Personal life
- Born: c. 1820 Chittagong District, Bengal Presidency, Company Raj
- Died: c. 1886 Calcutta, Bengal Presidency, British India
- Main interest: Sufism
- Notable work: Diwan-i-Waisi
- Education: Hughli Madrasa Aliah Madrasha

Religious life
- Religion: Sunni Islam
- Denomination: Sufi
- Philosophy: Sufism
- Jurisprudence: Hanafi
- Tariqa: Naqshbandi-Mujaddidi

Senior posting
- Predecessor: Noor Muhammad Nizampuri
- Successor: Syed Wazed Ali Mehedibagi

Military service
- Arabic name
- Personal (Ism): Fāteh ʿAlī فاتح علي
- Patronymic (Nasab): ibn ʿWāres Alī ابن وارث علي

= Fateh Ali Waisi =

Sufi and poet from British Bengal

Sayyid Fateh Ali Waisi (1820-1886) was a Sufi saint, preacher of Islam and a Persian-language poet.
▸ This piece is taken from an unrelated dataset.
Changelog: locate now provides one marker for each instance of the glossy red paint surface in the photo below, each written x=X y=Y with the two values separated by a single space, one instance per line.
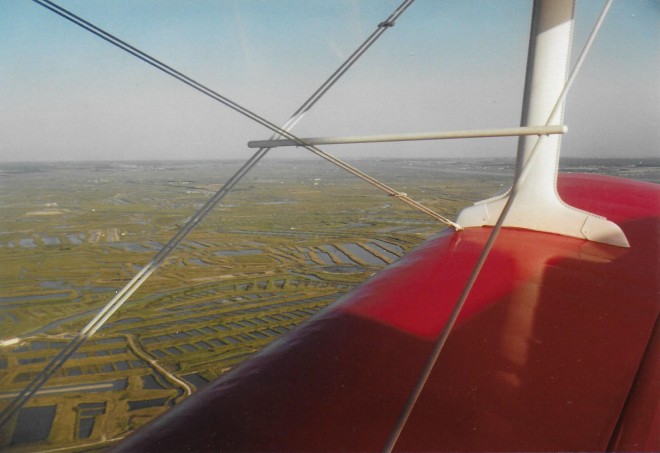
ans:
x=543 y=357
His epic poem Diwan-i-Waisi, written in Persian, gained widespread popularity. Due to its literary importance, the poem is included in the curricula of various universities, including Dhaka University.

== Birth and identity ==
Fateh Ali was born in 1820 in Mallik Sobhan Hajipara, Chittagong District, Bengal Presidency, Company Raj (located in present-day Amirabad Union, Lohagara Upazila, Chittagong District, Bangladesh). His father's name was Wares Ali, also a Sufi saint, who died in the Battle of Balakot against the British.

== Spirituality ==
As a child, Waisi went to the forests of the hilly region of Chittagong with his elder brother for spiritual enlightenment. He took oath of allegiance to Noor Muhammad Nizampuri, from whom he received the caliphate (successorship) of the Qadiriyya, Naqshbandi, Chishti and Mujaddidi orders.

== Diwan-i-Waisi ==
Waisi wrote his epic poem Diwan-i-Waisi in Persian. The book is written in spiritually charged ghazals and rhythms, expressing his love for the Islamic prophet Muhammad.

== Death ==
Waisi later moved permanently to Bengal Presidency's Murshidabad. He died in British Indian capital Calcutta in 1886 at the age of 66.